From No Treatment to Approved Therapies — The Science Story
In 1976, when Ebola was first identified along the Ebola river in DRC, there was no treatment, no vaccine, and no real understanding of how to stop it. Fifty years later, the picture has transformed — at least for the Zaire strain.
Flown to Germany: The Doctor Who Got the Care DRC Patients Cannot
On 20 May 2026, an ambulance convoy arrived at Charité University Hospital in Berlin carrying Dr Peter Stafford, an American missionary surgeon who had contracted the Bundibugyo strain of Ebola while operating on a patient at Nyankunde Hospital near Bunia, DRC. He had performed surgery on a 33-year-old patient with severe abdominal pain — days before the Africa CDC confirmed the outbreak. Standard surgical PPE — gowns, gloves, a mask — was not enough.
Dr Stafford and his wife, Dr Rebekah Stafford — also a physician who had treated the same patient — were airlifted with their four children to Berlin. As of 22 May 2026, Dr Stafford was not critically ill, in close observation in Charité’s high-security isolation unit. His wife and children all tested negative.
It is not a criticism of Dr Stafford — a man who gave years of his life serving patients in one of the world’s most difficult healthcare environments — that this disparity exists. It is a question for every government, every donor, and every African institution that has accepted this inequality as the natural order of things. Why is there no Charité-equivalent isolation unit in Bunia? In Goma? In Kinshasa?
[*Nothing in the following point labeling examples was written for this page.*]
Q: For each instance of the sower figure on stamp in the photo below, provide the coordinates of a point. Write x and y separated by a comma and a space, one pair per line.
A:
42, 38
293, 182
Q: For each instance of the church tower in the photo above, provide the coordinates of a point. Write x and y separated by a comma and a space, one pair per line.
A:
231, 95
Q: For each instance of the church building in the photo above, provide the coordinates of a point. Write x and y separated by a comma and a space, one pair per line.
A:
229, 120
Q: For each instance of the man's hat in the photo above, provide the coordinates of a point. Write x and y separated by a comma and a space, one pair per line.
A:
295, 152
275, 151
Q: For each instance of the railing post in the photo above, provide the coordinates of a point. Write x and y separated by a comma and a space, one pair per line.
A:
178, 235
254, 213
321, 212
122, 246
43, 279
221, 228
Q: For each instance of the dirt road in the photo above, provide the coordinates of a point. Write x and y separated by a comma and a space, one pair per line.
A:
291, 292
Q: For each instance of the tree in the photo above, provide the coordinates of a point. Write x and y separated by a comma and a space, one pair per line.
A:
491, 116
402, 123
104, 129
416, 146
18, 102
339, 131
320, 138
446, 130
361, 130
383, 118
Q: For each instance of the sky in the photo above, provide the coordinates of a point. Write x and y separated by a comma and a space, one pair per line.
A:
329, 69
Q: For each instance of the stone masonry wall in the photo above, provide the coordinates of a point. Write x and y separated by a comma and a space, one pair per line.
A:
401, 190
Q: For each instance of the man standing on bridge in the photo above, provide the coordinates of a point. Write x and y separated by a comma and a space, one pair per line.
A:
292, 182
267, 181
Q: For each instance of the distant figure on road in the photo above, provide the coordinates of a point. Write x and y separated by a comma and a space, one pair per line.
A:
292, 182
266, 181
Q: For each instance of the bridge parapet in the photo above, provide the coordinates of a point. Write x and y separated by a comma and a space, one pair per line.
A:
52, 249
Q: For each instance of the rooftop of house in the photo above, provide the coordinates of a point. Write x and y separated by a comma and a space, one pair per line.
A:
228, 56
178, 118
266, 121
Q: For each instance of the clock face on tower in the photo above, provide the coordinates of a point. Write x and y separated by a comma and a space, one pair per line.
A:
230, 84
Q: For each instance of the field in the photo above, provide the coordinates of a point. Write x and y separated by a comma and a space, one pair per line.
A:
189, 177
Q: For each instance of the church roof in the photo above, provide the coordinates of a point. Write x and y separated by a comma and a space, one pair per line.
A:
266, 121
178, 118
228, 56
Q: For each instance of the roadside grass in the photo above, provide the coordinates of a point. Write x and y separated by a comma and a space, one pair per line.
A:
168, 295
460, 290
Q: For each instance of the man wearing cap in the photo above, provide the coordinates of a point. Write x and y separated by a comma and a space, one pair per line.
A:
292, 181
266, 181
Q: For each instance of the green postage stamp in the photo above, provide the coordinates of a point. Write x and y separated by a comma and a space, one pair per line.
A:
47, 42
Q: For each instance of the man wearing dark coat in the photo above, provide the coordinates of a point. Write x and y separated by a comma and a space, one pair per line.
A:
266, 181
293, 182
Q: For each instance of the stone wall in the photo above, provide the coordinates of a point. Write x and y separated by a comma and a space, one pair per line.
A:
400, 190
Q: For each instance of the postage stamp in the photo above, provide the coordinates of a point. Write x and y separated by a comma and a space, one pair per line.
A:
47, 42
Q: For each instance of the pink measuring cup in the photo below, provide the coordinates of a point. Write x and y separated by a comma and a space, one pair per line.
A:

What Africa Must Ask — And Build
After 50 years and 17 outbreaks in one country alone, the time for asking questions has long passed. But since the questions are still not being asked loudly enough — here they are.
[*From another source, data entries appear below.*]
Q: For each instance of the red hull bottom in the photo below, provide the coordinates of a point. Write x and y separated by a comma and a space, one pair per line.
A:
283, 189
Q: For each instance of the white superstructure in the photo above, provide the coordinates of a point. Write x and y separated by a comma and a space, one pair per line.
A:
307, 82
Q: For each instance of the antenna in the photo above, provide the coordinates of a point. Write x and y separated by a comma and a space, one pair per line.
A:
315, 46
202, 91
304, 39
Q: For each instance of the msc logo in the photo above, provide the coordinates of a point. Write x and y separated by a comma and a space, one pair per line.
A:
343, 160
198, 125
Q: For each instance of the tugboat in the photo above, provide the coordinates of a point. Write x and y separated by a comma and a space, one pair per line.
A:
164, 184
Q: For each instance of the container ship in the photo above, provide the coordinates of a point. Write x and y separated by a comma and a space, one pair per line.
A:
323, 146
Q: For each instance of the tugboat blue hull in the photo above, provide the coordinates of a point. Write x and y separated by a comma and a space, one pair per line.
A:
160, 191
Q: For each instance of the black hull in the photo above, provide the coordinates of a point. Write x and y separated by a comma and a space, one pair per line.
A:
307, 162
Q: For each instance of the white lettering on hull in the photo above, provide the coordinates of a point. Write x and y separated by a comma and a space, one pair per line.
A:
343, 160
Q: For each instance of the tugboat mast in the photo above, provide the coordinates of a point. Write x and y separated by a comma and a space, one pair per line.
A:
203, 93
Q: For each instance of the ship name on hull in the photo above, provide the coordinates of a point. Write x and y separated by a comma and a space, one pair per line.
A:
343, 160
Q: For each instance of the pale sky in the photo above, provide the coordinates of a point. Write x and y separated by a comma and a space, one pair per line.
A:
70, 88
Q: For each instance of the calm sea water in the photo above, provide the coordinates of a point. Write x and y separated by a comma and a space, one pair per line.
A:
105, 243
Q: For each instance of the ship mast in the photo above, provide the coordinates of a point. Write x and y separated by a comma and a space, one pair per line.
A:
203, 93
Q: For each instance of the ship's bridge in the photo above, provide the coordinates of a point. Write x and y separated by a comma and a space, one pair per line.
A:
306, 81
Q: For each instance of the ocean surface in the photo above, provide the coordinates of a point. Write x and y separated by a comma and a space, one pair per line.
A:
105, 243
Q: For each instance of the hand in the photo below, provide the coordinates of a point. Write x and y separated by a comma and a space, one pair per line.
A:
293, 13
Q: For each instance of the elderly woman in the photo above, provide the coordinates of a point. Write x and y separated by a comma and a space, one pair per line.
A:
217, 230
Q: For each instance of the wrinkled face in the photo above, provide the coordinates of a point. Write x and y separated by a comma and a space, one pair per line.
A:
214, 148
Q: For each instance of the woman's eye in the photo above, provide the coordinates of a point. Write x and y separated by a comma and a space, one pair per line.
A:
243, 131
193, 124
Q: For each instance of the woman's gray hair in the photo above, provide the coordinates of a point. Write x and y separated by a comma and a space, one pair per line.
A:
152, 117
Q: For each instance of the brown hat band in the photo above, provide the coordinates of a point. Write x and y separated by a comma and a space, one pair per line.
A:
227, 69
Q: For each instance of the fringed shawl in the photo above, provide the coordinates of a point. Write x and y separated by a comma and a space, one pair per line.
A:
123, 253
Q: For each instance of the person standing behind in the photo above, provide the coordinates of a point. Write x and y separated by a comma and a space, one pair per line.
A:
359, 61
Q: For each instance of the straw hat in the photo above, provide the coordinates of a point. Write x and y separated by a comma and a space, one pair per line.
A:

Build the Hospital in DRC. Now. Not After the Next Outbreak.
The African Union has the mandate. The African Development Bank has the financing capacity. The continent’s heads of state have, year after year, signed declarations committing to health infrastructure investment. And yet, in 2026, when the 17th Ebola outbreak in DRC is declared a global health emergency, the nearest high-security isolation unit equipped to manage Bundibugyo virus disease patients is in Berlin, Germany.
This is not acceptable.
TGRI calls on the African Union to commission and fund, as a matter of continental priority, a dedicated high-level infectious disease treatment and research centre in eastern DRC — in Bunia, Goma, or a location accessible to the provinces where Ebola outbreaks consistently originate. This facility should meet or exceed the standards of Charité’s Specialised Isolation Unit. It should serve the DRC, Uganda, South Sudan, Rwanda, and the Great Lakes region as a permanent regional resource.
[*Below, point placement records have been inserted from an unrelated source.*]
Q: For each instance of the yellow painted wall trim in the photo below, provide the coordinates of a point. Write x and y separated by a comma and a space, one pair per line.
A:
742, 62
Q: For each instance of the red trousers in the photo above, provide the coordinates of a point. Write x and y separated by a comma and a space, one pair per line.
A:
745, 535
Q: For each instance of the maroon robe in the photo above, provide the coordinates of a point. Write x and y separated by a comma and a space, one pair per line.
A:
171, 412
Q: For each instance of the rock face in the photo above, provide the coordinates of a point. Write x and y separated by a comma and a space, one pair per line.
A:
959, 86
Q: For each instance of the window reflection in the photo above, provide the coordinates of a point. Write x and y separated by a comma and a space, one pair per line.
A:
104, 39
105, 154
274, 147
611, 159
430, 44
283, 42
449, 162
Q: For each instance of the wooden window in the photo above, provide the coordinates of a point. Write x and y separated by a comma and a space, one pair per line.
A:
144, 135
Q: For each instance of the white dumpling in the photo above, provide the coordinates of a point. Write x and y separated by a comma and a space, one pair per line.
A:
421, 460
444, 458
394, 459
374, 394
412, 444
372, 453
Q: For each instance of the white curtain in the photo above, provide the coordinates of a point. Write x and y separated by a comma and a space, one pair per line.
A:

The facility should be built and operated under African Union and Africa CDC governance — not as a donor-dependent project, but as a sovereign continental asset. It should train African infectious disease specialists, manufacture and stockpile vaccines and therapeutics domestically, and serve as the continent’s primary centre of excellence for haemorrhagic fever research. It should have the diagnostic capacity to identify not just Zaire Ebola, but Bundibugyo, Sudan virus, Marburg, and every other pathogen circulating in equatorial Africa’s forests.
Fifty years of outbreaks. Fifty years of international responders landing in DRC. Fifty years of evacuation flights to European hospitals for those fortunate enough to hold the right passport. Fifty years is long enough. The 18th outbreak will come. The only question is what Africa will have built before it does.